Study design/setting

Single institution retrospective cohort study.

Patient sample

Patients undergoing elective spine surgery, excluding patients undergoing surgery in the setting of trauma, malignancy, or infection.

Outcome measures

Outcome measures included the diagnosis of a venous thromboembolism within 90 days of surgery and unplanned reoperation for a hematoma.

Methods

Patients undergoing elective spine surgery from 2017 to 2021 were grouped based on chemoprophylaxis protocol. In the "immediate" group, patients received subcutaneous heparin 5000 units every 8 hours starting immediately after surgery, and in the "delayed" group, patients received chemoprophylaxis starting postoperative day (POD)-2 for any decompressions and/or fusions involving a spinal cord level (ie, L2 and above) and POD-1 for those involving only levels below the spinal cord (ie, L3 to pelvis).
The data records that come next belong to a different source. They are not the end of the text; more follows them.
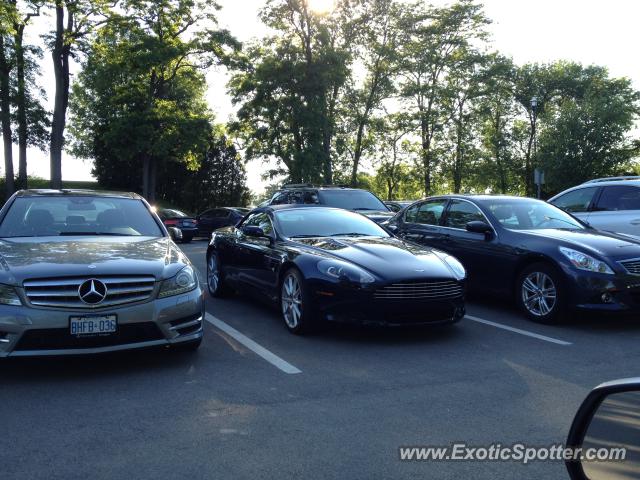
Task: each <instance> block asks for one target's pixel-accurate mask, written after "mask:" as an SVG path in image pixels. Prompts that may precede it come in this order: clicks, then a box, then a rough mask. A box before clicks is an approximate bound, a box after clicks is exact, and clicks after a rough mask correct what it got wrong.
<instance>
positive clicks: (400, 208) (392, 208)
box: [384, 200, 414, 213]
mask: <svg viewBox="0 0 640 480" xmlns="http://www.w3.org/2000/svg"><path fill="white" fill-rule="evenodd" d="M413 202H414V201H413V200H393V201H388V202H384V204H385V205H386V206H387V207H388V208H389V210H391V211H392V212H396V213H397V212H399V211H400V210H402V209H403V208H404V207H408V206H409V205H411V204H412V203H413Z"/></svg>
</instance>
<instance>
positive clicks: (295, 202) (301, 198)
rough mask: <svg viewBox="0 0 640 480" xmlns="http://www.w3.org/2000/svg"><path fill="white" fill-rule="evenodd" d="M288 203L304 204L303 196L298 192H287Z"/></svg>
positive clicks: (294, 191)
mask: <svg viewBox="0 0 640 480" xmlns="http://www.w3.org/2000/svg"><path fill="white" fill-rule="evenodd" d="M289 203H291V204H294V203H295V204H298V203H304V194H303V193H302V192H301V191H299V190H298V191H292V192H289Z"/></svg>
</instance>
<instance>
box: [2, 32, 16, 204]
mask: <svg viewBox="0 0 640 480" xmlns="http://www.w3.org/2000/svg"><path fill="white" fill-rule="evenodd" d="M9 73H11V66H10V65H9V63H8V61H7V57H6V54H5V50H4V38H3V37H2V36H1V35H0V110H1V112H0V117H2V118H1V122H2V140H3V144H4V168H5V179H6V180H5V182H6V183H5V188H6V196H7V198H9V197H10V196H11V195H12V194H13V192H14V190H15V185H14V178H13V177H14V173H13V146H12V133H11V111H10V105H11V103H10V92H9Z"/></svg>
A cox proportional hazards model was created to assess independent predictors of venous thromboembolic events, while a logistic regression was utilized for unplanned reoperations for hematoma.

Results

Of 8,704 patients, a total of 98 (1.13%) VTE events occurred, of which 43 (0.49%) were pulmonary embolism. Fifty-four patients (0.62%) had unplanned reoperations for postoperative hematomas. On cox proportional hazards model analysis, immediate chemoprophylaxis was not protective of a venous thromboembolism (Hazard Ratio: 1.18, p=.436), but, it was a significant independent predictor for unplanned reoperation for hematoma on multivariable logistic regression modeling (Odds Ratio: 3.29, p<.001).

Conclusions

Both chemoprophylaxis protocols in our study resulted in low rates of VTE and postoperative hematoma. However, our findings suggest that the delayed chemoprophylaxis protocol may mitigate postoperative hematoma formation without increasing the risk for a thrombotic event.